L'altro era un tipo un po' losco: vestito scuro, occhiali da sole e, guarda guarda, al collo portava un cellulare quasi come il mio.

"Gradisce un po' di tè?", mi chiese la signora.

"Sì, grazie." Poi, siccome l'altro individuo non mi veniva presentato, domandai io: "E quest'altro simpatico signore, è possibile sapere chi sia?"

"E' il nostro maggiordomo tuttofare", rispose la signora sorridendo.E aggiunse:

"Beh, in fondo lei è un giornalista, qualcosa dovrà pur scoprirla da solo: o vuole che le diciamo proprio tutto noi?"

Sì, in effetti speravo che mi dicessero tutto loro. Ma di sicuro quell'uomo non era un maggiordomo, visto che la signora si occupò personalmente di servire il tè.

"Mi dica, signor"

"Papotti", l'aiutai io.

"Giusto. Mi dica, lei per caso ha figli?"

"No. Non sono neanche sposato."

"Peccato. Peccato, perché i figli portano grandi soddisfazioni. E anche perché le sarà più difficile comprendere la nostra situazione. Intendo dire: immaginare anche lontanamente come può sentirsi una coppia che ha perso un figlio. Vede, noi abbiamo volentieri acconsentito a riceverla non tanto perché avessimo qualcosa in particolare da dirle. La nostra verità è semplice. Brutta e triste, ma è la verità: la stessa che è stata scritta su tutti i giornali, sbandierata al mondo intero. Che poi non è stato bello neanche questo: che tutti parlassero di questo dolore, che se ne appropriassero, o meglio facessero finta di appropriarsene; di questo dolore che in realtà doveva essere solo nostro, e di quei pochi che veramente le hanno voluto bene."

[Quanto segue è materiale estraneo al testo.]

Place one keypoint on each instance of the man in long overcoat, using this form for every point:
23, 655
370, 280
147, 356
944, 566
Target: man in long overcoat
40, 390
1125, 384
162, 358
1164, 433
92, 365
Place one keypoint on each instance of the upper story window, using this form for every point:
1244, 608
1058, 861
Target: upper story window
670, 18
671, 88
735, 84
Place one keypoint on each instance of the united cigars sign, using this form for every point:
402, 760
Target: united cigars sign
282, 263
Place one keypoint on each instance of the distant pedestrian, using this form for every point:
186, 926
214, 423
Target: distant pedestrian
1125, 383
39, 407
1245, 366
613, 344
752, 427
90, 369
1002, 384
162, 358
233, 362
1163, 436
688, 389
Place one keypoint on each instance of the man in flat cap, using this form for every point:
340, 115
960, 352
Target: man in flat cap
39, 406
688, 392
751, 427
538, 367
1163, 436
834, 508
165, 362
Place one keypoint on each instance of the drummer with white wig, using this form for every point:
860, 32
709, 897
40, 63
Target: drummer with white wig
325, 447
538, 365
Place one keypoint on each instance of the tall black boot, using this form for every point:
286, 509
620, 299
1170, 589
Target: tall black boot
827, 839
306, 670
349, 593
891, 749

Fece una pausa, mentre gustava un altro sorso di tè.

"Deve cercare di capire che non solo nostra figlia è morta, ma è morta più di una volta."

Ecco, pensai, ancora un po' e mi dice tutto.

"La prima volta, che ancora non era maggiorenne, è come se ci fosse stata uccisa. Ingoiata da quel mondo perverso dove non conta che hai un'anima: sei solo un corpo. Fatta prostituire neanche con un uomo alla volta, ma con centinaia e migliaia insieme. Intrappolata nel suo personaggio da carta stampata e da filmacci per soli uomini. Tolta per sempre dalla sua famiglia, dal nostro affetto, dalla bellezza di una vita sana e normale. E convinta a credere che fosse una vita ben vissuta, quasi una missione.

E' stato allora che per noi è morta."

Non riuscì a continuare. Poggiò la sua tazza e chiuse gli occhi, come per raccogliere da dentro di sé le forze per proseguire, o forse per cercare di rivedere il volto sorridente di sua figlia ragazza.

"Ma poi è morta di nuovo, in quella clinica. Perché, - e questo non potrà capirlo se non ha figli - una figlia resta sempre una figlia anche se non ti può vedere, o non la puoi vedere; se non riesci a comunicare con lei; se è scappata di casa, o se ti ha riempito la vita solo di dispiaceri. E' sempre una figlia, e quando muore ti manca da morire, e ti accorgi che era comunque meglio averla viva, con tutti i difetti che poteva avere o i problemi che poteva darti. Un figlio è un pezzo di cuore, come dicono a Napoli."

Fece una nuova pausa, sospirando e chiudendo nuovamente gli occhi per un attimo.